Except me--I'm still obsessed with it. How can you not love a trial of top government officials that produces the line, "I am not a potted plant"?

Genius.

5 Comments:

  • Speaking of irony:

    Your "hands off, America!" attitude is nothing but admirable.

    Seriously.

    I mean it. It speaks to my Libertarian soul.

    Now then, my friend, not one WORD about Darfur. And while you are at it, feel free to renounce President Clinton's bombing of the Serbs, a bombing campaign that - by all accounts - killed four times as many civilians as the Iraqi war.

    I admire the sentiment. All I ask is that your sentiment does not wax and wane depending upon the political ideology of who is in power at the time.

    By Anonymous Anonymous, at 10:35 AM  

  • First off, I don't know where you get this idea that I like Clinton. I don't like either of them.

    Your objection (or rather your projected objection) to what you imagine to be my position on Darfur presupposes that *my* objection to the Nicaragua situation is based on a general anti-interventionist stance.

    That's a fine position, but it isn't mine. I don't think that all international activity is created equally. I think that, say, Kennedy's fiddling around with Vietnam's leaders was criminal.
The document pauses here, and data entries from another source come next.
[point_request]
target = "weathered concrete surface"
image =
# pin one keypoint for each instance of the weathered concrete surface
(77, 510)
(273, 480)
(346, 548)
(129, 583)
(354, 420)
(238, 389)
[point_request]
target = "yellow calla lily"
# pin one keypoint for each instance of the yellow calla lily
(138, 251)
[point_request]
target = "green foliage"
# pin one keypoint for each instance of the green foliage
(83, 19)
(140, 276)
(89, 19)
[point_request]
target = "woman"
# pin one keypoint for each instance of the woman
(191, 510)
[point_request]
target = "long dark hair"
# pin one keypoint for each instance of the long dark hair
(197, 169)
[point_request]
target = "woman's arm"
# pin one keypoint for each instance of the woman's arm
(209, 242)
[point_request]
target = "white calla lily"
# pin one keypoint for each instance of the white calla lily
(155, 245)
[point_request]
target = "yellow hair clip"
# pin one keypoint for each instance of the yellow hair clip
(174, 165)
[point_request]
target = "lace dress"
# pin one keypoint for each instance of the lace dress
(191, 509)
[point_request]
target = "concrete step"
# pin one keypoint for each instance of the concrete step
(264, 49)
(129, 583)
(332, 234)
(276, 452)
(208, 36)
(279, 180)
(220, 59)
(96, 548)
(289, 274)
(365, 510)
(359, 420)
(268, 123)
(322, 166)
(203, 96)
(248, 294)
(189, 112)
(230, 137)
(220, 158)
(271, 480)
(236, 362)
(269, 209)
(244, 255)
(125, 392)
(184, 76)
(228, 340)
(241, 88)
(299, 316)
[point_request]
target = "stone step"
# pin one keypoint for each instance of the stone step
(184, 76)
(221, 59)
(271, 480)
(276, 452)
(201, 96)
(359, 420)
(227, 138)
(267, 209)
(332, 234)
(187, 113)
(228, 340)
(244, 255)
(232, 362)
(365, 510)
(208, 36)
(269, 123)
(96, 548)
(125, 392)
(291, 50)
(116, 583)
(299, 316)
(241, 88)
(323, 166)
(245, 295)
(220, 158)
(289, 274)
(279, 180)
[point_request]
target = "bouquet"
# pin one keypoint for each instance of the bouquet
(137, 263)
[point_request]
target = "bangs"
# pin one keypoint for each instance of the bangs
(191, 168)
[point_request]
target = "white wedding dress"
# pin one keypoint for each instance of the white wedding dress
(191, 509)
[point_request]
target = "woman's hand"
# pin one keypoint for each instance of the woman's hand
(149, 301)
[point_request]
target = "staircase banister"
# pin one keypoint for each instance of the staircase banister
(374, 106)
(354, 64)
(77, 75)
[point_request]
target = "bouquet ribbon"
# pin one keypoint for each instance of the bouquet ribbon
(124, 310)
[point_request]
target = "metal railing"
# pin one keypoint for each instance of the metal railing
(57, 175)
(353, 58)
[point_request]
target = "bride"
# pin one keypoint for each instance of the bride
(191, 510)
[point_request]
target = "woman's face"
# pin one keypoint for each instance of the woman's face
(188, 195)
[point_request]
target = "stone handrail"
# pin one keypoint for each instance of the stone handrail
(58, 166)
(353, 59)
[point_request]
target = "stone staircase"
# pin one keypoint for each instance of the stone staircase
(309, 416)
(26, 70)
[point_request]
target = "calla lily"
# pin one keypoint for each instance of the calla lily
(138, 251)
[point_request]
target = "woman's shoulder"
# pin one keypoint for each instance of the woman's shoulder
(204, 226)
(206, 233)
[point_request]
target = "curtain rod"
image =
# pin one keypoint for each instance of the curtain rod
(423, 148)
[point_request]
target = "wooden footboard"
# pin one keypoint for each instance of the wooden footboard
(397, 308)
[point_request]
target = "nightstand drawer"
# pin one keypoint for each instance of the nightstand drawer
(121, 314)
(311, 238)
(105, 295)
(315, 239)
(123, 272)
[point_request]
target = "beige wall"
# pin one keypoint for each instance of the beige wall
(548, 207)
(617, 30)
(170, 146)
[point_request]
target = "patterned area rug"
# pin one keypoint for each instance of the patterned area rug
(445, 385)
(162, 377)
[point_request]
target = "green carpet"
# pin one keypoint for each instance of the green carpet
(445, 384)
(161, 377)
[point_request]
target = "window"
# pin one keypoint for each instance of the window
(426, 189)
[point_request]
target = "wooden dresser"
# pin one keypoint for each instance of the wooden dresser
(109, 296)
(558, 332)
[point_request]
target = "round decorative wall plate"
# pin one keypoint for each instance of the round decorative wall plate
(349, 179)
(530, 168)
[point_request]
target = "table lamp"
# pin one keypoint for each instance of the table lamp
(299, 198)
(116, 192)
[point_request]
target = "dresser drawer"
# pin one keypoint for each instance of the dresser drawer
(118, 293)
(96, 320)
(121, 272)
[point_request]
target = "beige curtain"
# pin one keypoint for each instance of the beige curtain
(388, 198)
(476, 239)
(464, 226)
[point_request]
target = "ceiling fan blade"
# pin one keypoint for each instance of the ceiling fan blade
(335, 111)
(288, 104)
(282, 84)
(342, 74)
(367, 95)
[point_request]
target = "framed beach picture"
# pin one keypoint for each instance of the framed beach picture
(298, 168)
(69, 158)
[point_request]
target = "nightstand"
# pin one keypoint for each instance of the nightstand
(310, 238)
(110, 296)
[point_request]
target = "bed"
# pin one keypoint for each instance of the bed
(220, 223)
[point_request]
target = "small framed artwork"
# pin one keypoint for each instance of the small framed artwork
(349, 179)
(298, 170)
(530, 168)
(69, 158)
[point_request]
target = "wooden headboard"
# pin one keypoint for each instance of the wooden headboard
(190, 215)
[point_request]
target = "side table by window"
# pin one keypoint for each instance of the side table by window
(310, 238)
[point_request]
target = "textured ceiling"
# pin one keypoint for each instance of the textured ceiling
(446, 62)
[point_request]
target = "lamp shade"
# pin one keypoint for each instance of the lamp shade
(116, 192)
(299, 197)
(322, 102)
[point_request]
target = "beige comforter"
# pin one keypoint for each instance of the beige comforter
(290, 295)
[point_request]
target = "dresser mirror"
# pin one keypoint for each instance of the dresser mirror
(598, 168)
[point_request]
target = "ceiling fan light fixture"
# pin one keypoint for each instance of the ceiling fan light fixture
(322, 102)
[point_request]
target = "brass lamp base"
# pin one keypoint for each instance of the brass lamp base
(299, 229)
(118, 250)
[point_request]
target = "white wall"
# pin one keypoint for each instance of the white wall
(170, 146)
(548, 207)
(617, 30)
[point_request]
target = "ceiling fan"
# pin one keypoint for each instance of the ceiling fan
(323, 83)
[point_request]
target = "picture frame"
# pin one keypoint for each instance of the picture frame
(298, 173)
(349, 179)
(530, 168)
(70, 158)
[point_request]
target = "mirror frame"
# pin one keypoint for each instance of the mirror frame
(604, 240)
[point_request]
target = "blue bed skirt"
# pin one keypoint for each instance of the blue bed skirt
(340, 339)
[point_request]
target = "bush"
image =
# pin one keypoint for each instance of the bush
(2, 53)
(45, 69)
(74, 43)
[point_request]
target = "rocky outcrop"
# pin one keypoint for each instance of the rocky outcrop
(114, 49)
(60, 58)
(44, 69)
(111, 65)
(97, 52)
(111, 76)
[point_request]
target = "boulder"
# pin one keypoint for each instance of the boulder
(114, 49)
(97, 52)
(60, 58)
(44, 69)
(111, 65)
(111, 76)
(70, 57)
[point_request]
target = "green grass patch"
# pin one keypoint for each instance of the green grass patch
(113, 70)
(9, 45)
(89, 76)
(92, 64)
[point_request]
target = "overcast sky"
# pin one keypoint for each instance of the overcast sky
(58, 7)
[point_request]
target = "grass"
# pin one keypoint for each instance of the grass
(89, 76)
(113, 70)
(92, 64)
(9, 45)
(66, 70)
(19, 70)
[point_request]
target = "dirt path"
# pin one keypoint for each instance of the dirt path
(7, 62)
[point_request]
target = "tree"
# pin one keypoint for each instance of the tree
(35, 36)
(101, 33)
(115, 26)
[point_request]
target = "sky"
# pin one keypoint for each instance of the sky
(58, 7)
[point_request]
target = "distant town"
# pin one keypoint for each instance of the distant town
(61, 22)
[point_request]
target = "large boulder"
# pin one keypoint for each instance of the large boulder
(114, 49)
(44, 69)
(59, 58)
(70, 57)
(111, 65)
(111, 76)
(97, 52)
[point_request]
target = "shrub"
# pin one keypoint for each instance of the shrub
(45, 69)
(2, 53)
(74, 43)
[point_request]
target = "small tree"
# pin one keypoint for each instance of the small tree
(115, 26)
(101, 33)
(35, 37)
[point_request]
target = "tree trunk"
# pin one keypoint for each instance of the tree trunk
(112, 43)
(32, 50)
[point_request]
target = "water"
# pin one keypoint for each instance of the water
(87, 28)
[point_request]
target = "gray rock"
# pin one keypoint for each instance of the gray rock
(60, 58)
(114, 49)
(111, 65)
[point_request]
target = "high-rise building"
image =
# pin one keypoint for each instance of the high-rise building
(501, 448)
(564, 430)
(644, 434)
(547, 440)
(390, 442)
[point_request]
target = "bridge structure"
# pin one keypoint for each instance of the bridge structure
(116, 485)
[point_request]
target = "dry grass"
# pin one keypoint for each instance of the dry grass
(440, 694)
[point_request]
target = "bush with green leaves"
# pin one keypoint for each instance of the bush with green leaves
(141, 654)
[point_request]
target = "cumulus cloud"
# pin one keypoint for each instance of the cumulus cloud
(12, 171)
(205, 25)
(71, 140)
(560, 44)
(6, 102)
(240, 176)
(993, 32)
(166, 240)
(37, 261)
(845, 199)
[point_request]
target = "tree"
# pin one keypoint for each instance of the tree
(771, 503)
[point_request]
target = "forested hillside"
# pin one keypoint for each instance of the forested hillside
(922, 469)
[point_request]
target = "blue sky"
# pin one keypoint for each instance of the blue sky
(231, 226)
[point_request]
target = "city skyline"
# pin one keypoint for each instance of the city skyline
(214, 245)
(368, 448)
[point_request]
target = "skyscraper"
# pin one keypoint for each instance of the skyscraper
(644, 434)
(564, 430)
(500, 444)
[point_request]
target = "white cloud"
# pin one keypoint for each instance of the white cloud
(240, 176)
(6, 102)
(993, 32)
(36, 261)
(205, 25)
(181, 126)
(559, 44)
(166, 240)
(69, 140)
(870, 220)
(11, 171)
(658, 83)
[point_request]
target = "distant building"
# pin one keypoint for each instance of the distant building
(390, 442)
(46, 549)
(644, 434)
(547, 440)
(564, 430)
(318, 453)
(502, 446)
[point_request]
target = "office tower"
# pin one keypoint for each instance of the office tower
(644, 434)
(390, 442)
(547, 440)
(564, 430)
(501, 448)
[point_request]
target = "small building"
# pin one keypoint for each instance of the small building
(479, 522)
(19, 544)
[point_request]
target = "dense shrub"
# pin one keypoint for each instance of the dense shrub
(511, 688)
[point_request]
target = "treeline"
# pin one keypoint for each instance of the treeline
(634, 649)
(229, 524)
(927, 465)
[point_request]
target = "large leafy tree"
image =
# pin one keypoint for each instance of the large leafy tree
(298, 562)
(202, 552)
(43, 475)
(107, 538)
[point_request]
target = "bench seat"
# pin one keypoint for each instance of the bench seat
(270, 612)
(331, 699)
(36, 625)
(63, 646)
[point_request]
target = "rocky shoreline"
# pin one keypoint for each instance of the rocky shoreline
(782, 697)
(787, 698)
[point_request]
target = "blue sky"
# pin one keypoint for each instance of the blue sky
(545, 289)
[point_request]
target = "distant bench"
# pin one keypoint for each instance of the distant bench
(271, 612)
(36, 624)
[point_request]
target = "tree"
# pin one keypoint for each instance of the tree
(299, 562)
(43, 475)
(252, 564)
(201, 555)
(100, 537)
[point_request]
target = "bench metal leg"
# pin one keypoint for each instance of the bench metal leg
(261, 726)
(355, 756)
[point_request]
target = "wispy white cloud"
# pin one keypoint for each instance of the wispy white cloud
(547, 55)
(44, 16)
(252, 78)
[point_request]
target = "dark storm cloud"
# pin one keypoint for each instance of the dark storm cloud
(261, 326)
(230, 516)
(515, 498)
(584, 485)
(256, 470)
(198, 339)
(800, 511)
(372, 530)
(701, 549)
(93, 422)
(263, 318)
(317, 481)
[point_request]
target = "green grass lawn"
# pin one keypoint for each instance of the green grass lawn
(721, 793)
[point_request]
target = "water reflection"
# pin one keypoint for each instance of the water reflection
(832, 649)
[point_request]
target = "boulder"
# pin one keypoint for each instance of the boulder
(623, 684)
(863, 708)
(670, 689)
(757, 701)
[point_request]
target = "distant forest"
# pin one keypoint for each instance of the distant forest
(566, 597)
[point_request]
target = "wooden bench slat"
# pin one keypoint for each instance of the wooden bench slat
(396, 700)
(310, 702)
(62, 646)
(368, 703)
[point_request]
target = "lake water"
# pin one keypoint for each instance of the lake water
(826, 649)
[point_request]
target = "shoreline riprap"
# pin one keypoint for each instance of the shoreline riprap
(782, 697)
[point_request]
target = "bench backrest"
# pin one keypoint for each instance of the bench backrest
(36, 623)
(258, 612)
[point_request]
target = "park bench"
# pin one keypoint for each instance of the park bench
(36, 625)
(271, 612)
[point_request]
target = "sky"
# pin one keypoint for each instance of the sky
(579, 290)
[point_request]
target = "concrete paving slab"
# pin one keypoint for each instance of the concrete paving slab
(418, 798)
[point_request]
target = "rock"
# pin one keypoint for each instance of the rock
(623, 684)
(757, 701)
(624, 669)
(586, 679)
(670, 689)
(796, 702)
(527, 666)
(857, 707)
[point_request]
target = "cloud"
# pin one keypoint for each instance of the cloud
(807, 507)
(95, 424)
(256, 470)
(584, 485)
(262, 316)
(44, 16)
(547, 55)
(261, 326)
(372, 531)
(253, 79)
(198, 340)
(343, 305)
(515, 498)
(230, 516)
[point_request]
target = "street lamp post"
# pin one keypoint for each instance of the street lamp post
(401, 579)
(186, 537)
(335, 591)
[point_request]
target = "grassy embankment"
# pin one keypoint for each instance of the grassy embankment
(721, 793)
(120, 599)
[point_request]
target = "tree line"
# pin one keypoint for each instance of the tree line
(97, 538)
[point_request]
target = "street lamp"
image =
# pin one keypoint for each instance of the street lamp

I think that the US joining the Allies in WWII (and fighting in the European as well as Pacific Theater of Operations) was necessary.

    I scarcely think that it's a contradiction to think that some types of interventions are wrong and others are useful. My objection to funding the brutal Contras in contravention of the Boland Amendment and selling arms to people who hate us to pay for it and then lying about it WASN'T on account of a "hands off, America" attitude. I just think it was a very bad plan. And illegal.

    I think that humanitarian aid to Darfur is very different from trying to topple a democratically elected government--not for any abuses but because we don't like their political leanings.

    I think Clinton bungled the Bosnian war. I actually think that that situation would have been better handled if Reagan and Thatcher had been in power. Clinton and Major clung to the arms embargo as though it were the key to peace, and its effects were disastrous.

    Are all Libertarians this bossy? We have some friends who are Libertarians who are always telling me things like: "Well, if you are against censorship, you also have to be against welfare."

    Nuh uh. Do not.

    That's like me telling my conservative friends that if they are pro-life they have to also be against the death penalty.

    But seriously, stop accusing me of liking Clinton. Because that's just hurtful.

    By Blogger Feemus, at 1:29 PM  

  • *looks around*

    So THIS is where the adults talk...nice...

    *runs to the internets to research more on Iran-Contra, Sandanistas, Clinton and Serbia, and a host of other things so that he might contribute intelligently to the conversation*

    Benticore (who <3 Dwight & Feemus for the intellectual vigor and tenacity.)
    Out

    By Anonymous Anonymous, at 1:35 PM  

  • African Children Given 30,000 Unused 'Save Darfur' T-Shirts

    November 17, 2006 | Issue 42•47

    SAN FRANCISCO—Citing poor U.S. sales, San Francisco-based Me Tees T-shirts announced Tuesday that nearly 30,000 of their cream-colored, green-lettered "Save Darfur" T-shirts will be donated to the children of Darfur. "Frankly, we thought this would be a more popular issue," a Mee Tees spokeswoman said. "If we can no longer make money on these T-shirts, we might as well do some good and send them to the poor, victimized Sudanese children." Due to their continued massive popularity in the industrialized world, no Che Guevara T-shirts will be donated to the stricken region.

    http://www.theonion.com/content/node/55370

    Benticore
    Out

    By Anonymous Anonymous, at 2:33 PM  

  • I'm laughing and crying over here, Benticore.